There is a strange problem with the Impala Catalog Server.
It has Bad Health in Cloudera Manager which shows the following messages:
StateStore Connectivity Bad
This Catalog Server is not connected to its StateStore.
I can't find anything useful in the log files of the Catalog Server or the StateStore.
Also everything seems to be working properly and the metadata changes are relayed successfully (I performed several tests using 2 different Data Nodes).
In the StateStore Web UI I can see the Catalog Server in the list of the subscribers.
Subscribed topics: 1
Transient entries: 0
If I stop the Catalog Server this entry disappears so it is not a stale one.
I even tried to delete the whole Impala Service and install it again using different node for the StateStore and the Catalog Server. However nothing seems to be helping.
Kerberos and SSL are not used in the cluster.

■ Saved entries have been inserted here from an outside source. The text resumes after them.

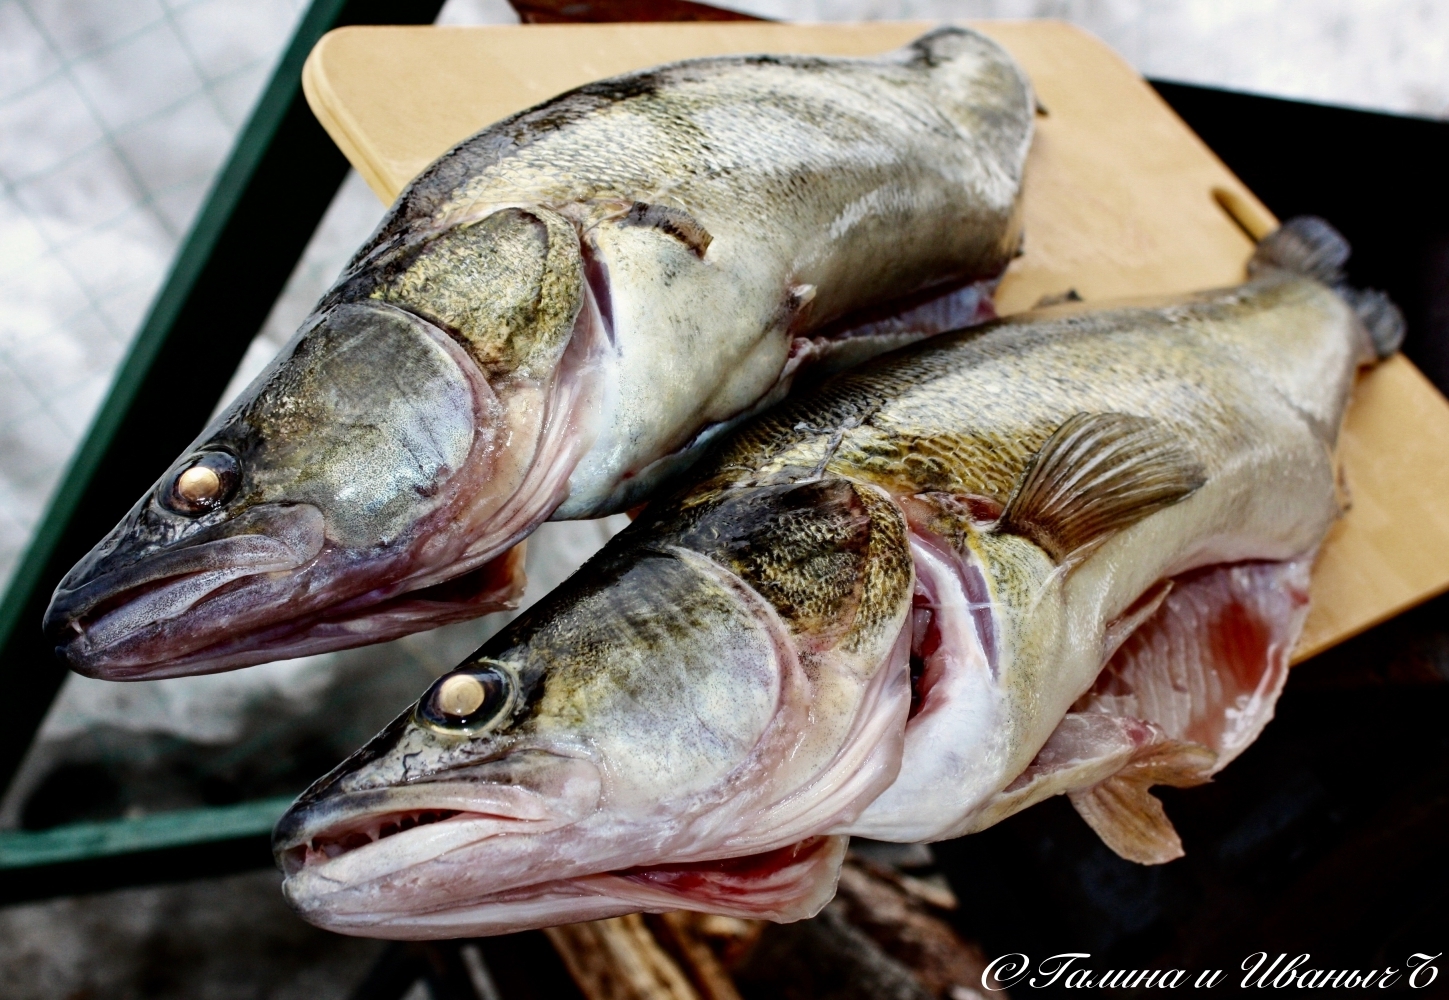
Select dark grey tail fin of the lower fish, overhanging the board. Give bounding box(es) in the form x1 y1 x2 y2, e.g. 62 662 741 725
1248 216 1406 358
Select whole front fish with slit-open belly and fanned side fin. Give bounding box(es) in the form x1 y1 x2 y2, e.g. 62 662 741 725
274 219 1403 938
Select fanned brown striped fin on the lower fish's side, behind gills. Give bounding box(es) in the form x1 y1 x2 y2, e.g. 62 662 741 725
1000 413 1206 562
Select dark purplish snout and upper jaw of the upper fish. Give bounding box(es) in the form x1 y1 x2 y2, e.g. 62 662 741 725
50 504 325 680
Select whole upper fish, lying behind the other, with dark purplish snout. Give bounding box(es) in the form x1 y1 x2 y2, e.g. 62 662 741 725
43 26 1036 680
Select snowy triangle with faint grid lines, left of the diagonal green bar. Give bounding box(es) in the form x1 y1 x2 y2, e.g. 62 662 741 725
0 0 306 583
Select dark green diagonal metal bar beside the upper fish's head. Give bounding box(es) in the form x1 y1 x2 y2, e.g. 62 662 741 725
0 0 442 787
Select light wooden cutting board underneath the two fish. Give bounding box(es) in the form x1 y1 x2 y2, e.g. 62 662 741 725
303 20 1449 659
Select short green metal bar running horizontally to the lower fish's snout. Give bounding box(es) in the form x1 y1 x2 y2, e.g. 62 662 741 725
0 796 293 870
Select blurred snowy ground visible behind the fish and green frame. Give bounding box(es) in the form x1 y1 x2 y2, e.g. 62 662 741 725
0 0 1449 1000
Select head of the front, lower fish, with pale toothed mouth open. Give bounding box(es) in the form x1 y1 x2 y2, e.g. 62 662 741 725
274 475 910 938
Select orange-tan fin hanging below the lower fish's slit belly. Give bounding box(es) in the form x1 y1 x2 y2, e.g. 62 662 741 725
1066 739 1217 865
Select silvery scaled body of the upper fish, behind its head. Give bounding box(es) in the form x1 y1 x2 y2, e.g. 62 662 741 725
325 28 1033 517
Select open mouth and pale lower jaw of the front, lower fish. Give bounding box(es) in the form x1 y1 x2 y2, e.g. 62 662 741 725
277 782 846 939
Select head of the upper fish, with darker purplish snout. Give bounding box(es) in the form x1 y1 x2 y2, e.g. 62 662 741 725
45 209 601 680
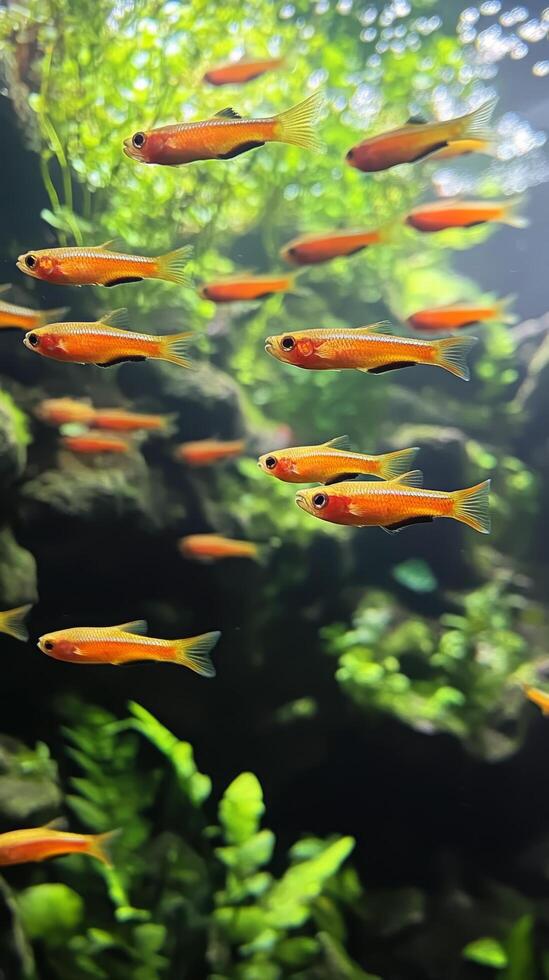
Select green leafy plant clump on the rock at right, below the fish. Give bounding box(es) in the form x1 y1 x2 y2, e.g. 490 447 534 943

I suspect that there is only a problem with the Cloudera Manager health check but I have no idea how to troubleshoot further
Please let me know if you have any suggestions.
The cluster is now running CM/CDH 5.7.1 and the Catalog Server Connectivity Health Test is still showing This Catalog Server is not connected to its StateStore.
I am keeping the check disabled, but I enabled it temporarily to see if the issue has been resolved.
It appears to be a rare issue because searching in Google doesn't help.
This issue could be caused by the Hive metastore. First, check if the Impala cataolog server is listening on port 23030 and 2600. If not, you may have a same problem as mine.
For my case, I guess that the Impala catalog server keeps trying to connect Hive metastore, but not successfully. The timeout setting for this connection effort seems to be several hours. During this period, the catalog server will not listen to port 23020 and 26000. Therefore, the Impala statestore cannot establish the connection with the catalog server, which leads to the failure of the health test. Sometime, the health test will pass after several hours. But it does not mean that everything is OK. Actually (I guess), the Catalog server just gives up trying, and move ahead to start its service. Therefore, the statestore server can establish the connection with it. But when you excute some queries, Impala will report errors.
To fix this problem, you have to solve the Hive metastore issues, or just rebuilt it. The following links give some details on that,
In my case catalogd listens on ports 23020, 25020 and 26000.
Also everything seems to be working fine.
I can see this subscriber in the StateStore UI:
And also in the Catalog Server UI:
statestore-subscriber.connected = true
So it really appears that the check is producing false positive, but I don't know how to debug it.
It will be helpful if anyone can give a hint in which log to look to find why the check is failing.